Fungizide gehören zu den Pflanzenschutzmitteln und werden in der Landwirtschaft eingesetzt, um Pflanzen vor Pilzbefall zu schützen. Grauschimmel oder auch Botrytis sind besonders beim Erdbeer- und Weinanbau für große Schäden verantwortlich. Agrochemikalien wie Dünger, Fungizide und Pestizide werden allerdings häufig in verkapselter Form versprüht, was zur Mikroplastikverschmutzung beitragen kann.

Die Notwendigkeit nachhaltiger landwirtschaftlicher Praktiken haben das Interesse an der Entwicklung mikroplastikfreier Träger für die kontrollierte Freisetzung Agrochemikalien geweckt. Die Forschenden aus den Niederlanden und Bayreuth haben einen Weg gefunden, Mikroplastik bei der Fungizid-Ausbringung zu vermeiden.

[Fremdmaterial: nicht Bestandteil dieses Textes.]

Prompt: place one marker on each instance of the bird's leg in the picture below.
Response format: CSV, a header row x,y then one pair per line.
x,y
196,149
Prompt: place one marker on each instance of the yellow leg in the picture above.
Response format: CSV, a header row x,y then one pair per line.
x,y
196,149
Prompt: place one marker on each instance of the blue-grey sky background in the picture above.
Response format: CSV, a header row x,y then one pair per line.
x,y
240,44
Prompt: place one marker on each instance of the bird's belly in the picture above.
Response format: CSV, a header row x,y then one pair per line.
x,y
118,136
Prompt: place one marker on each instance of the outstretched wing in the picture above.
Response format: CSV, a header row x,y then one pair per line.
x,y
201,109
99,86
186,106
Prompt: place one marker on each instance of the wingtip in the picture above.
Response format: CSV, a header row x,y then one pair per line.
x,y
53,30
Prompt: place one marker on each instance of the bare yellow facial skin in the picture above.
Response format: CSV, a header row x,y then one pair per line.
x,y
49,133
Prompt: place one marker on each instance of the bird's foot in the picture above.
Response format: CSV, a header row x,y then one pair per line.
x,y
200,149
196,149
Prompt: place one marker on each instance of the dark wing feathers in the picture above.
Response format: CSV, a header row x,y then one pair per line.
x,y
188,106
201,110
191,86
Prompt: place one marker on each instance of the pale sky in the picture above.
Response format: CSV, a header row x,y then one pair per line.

Unter der Leitung von Prof. Dr. André Gröschel, Professur für Polymermaterialien für elektrochemische Speicher an der Universität Bayreuth, und Prof. Dr. Frederik Wurm, Professur für Nachhaltige Polymerchemie an der Universität Twente, gelang es den Forschenden, vollständig abbaubare Blockcopolymere auf Basis von Polyphosphoestern zu synthetisieren, d.h. Polymere, die aus zwei blockartigen Segmenten bestehen und dadurch spontan Nanostrukturen ausbilden können Aus diesen Polymeren wurden sogenannte Polymer Cubosome gebildet - mikroskopisch kleine Partikel mit einer hohen inneren Ordnung und Poren von etwa 20 Nanometern Durchmesser.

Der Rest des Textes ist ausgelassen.